Is the function $f(x,y) = -\log(x) \times \exp(y)$ convex?

Question

The function $f(x,y) = -\log(x) \times \exp(y)$, with $0 \le x \le 1$ and $\infty < y < \infty$, is the product of two convex functions $-\log(x)$ and $\exp(y)$. I know that the product of two convex functions may not be convex, but is this particular function $f(x,y)$ convex?

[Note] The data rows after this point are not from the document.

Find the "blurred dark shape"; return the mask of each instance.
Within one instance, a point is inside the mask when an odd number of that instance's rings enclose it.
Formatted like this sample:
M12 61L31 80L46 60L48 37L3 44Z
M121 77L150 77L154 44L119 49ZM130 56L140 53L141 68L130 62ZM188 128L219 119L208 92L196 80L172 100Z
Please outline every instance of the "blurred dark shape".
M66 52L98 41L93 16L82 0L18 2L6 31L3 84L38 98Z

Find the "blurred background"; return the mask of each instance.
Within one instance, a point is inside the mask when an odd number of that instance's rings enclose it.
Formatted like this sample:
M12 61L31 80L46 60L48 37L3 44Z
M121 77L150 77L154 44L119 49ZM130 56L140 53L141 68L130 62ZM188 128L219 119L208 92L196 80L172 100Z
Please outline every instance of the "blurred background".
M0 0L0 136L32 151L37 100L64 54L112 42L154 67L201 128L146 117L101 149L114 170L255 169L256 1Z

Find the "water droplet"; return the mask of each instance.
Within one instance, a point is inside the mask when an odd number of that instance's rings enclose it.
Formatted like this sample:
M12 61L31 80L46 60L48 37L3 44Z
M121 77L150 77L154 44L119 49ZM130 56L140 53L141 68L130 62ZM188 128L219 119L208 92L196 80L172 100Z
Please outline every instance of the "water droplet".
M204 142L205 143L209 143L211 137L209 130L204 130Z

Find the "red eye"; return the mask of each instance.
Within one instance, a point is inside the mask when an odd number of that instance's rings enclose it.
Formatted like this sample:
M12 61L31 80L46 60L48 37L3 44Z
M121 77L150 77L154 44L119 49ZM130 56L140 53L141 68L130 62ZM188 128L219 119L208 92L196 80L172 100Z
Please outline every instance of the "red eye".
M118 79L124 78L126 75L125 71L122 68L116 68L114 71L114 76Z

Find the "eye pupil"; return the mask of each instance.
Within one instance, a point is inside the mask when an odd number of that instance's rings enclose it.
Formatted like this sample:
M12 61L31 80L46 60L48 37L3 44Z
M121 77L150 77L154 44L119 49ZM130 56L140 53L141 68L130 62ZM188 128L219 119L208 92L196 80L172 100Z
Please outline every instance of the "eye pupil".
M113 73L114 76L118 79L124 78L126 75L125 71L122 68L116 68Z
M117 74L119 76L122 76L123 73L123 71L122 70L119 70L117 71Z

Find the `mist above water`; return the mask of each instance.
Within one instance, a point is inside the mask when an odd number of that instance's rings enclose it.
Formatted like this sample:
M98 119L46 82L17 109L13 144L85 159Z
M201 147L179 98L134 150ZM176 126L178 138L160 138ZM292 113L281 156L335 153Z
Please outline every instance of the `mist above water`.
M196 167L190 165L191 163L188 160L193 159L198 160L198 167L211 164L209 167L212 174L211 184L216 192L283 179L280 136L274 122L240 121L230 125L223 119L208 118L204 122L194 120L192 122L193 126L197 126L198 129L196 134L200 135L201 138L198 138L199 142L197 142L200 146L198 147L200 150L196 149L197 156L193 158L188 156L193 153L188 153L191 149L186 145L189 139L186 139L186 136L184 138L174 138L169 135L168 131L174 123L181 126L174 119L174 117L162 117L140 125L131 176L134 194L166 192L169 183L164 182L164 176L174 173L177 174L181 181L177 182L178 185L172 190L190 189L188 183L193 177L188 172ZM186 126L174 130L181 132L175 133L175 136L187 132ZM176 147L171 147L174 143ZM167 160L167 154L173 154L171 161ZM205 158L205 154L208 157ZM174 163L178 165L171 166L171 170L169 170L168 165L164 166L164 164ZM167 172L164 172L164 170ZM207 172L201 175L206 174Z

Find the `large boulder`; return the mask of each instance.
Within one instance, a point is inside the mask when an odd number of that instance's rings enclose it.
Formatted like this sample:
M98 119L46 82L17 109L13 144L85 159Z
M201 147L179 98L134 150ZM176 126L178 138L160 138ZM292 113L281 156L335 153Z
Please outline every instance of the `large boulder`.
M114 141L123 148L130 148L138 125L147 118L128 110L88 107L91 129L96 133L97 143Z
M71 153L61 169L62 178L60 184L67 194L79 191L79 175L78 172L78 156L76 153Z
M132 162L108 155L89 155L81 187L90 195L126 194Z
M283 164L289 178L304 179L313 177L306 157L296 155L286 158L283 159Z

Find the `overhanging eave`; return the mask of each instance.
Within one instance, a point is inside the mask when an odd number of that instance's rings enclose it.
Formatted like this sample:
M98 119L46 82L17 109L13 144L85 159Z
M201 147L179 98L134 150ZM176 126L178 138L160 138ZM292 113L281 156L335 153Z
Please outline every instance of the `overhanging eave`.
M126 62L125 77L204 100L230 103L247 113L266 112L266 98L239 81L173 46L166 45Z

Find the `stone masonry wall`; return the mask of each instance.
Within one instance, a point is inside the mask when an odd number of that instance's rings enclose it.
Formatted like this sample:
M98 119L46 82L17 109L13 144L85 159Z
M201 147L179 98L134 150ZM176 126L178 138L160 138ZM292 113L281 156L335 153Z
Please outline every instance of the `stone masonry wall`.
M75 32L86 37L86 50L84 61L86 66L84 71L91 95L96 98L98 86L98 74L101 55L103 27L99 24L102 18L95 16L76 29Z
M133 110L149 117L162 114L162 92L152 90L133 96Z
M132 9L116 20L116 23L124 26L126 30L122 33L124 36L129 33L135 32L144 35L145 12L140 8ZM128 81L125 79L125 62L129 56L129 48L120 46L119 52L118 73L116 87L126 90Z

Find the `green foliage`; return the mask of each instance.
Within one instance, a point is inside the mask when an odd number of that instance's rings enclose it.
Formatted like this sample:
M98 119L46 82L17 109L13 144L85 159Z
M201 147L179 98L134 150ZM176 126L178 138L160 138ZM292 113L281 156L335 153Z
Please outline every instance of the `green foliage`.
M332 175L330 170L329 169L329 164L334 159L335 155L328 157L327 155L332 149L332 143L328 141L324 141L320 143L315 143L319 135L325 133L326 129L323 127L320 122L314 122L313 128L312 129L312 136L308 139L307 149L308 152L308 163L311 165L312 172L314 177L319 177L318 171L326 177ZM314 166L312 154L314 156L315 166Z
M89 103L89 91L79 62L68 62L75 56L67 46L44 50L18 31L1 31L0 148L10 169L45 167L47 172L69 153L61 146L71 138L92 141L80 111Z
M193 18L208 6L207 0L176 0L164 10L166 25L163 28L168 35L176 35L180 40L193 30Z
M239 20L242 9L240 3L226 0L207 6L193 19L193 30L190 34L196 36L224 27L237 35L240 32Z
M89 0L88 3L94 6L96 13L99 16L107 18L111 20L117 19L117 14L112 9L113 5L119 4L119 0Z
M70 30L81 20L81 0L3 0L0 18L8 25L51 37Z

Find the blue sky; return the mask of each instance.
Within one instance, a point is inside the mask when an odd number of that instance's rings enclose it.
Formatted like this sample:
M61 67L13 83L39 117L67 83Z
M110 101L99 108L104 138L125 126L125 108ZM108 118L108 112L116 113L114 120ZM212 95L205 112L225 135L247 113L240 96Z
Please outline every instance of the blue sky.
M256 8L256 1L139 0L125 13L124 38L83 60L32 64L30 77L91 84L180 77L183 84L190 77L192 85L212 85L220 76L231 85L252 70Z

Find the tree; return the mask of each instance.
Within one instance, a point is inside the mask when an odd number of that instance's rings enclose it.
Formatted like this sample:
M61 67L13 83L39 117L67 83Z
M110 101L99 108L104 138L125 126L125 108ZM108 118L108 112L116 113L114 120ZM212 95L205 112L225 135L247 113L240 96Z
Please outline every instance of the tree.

I plot the function in Python, it looks convex. How to prove it formally?

The code:

import numpy as np
import matplotlib.pyplot as plt
from mpl_toolkits.mplot3d import Axes3D

x = np.linspace(0.01,0.99,99)
y = np.linspace(-10,10,99)
X,Y = np.meshgrid(x,y)
Z = -np.log(X) * np.exp(Y)

fig = plt.figure(figsize=(10,6))
ax = fig.add_subplot(111, projection='3d')
ax.plot_surface(X,Y,Z)
ax.set_xlabel('x')
ax.set_ylabel('y')
ax.set_zlabel('f(x,z)')

The plot from different angles:

Answer 1

Let's calculate hessian:

$$\frac{\partial f}{\partial x}=\frac{-e^y}{x} \qquad , \qquad \frac{\partial f}{\partial y}=-\ln(x)y^y\\ h_{11}=\frac{\partial^2f}{\partial x^2}=\frac{e^y}{x^2} \qquad , \qquad h_{22}=\frac{\partial^2f}{\partial y^2}=-\ln(x)y^y\\ h_{12}=\frac{\partial^2f}{\partial x\partial y}=\frac{-e^y}{x} \quad \; ,\;\; \quad \; h_{12}=\frac{\partial^2f}{\partial x\partial y}=\frac{-e^y}{x} \quad \\ H=\begin{bmatrix}h_{11} &h_{12}\\ h_{21} &h_{22} \end{bmatrix} $$

To determine $f(x,y)$ is convex, is equivalent to determining $H$ is PSD or not. $H$ is symmetric, thus we need to investigate the sign of each eigenvalue. We have

$$\det(H) = \frac{-e^{2y}(\ln x+1)}{x^2}=\lambda_1\lambda_2\qquad,\qquad \text{tr}(H) =e^y\left( \frac{1}{x^2}-\ln x \right)= \lambda_1+\lambda_2 $$ $y$ has no effect on the sign of eigenvalues, thus we only need to investigate range of $x$. For $H$ to have any kind of structure (concave or convex) we need $\det(H)\ge0$, therefore $-(\ln x+1)\ge0 \Rightarrow x\in (0,\frac{1}{e})$. In this region ($x\in (0,\frac{1}{e})$) we have $-\ln x >1$ and $\frac{1}{x^2}>0$ and thus $\text{tr}(H)>0$ and therefore $f(x,y)$ is convex in this region. For the rest of the range $x\in[\frac{1}{e},1)$ the Hessian $H$ is indefinite and $f(x,y)$ has no meaningful structure.

Answer 2

It is quite clear from a simple plot that, for example, the restriction $f(x,3x)$ is not convex on $0<x<1$, therefore neither is $f(x,y)$.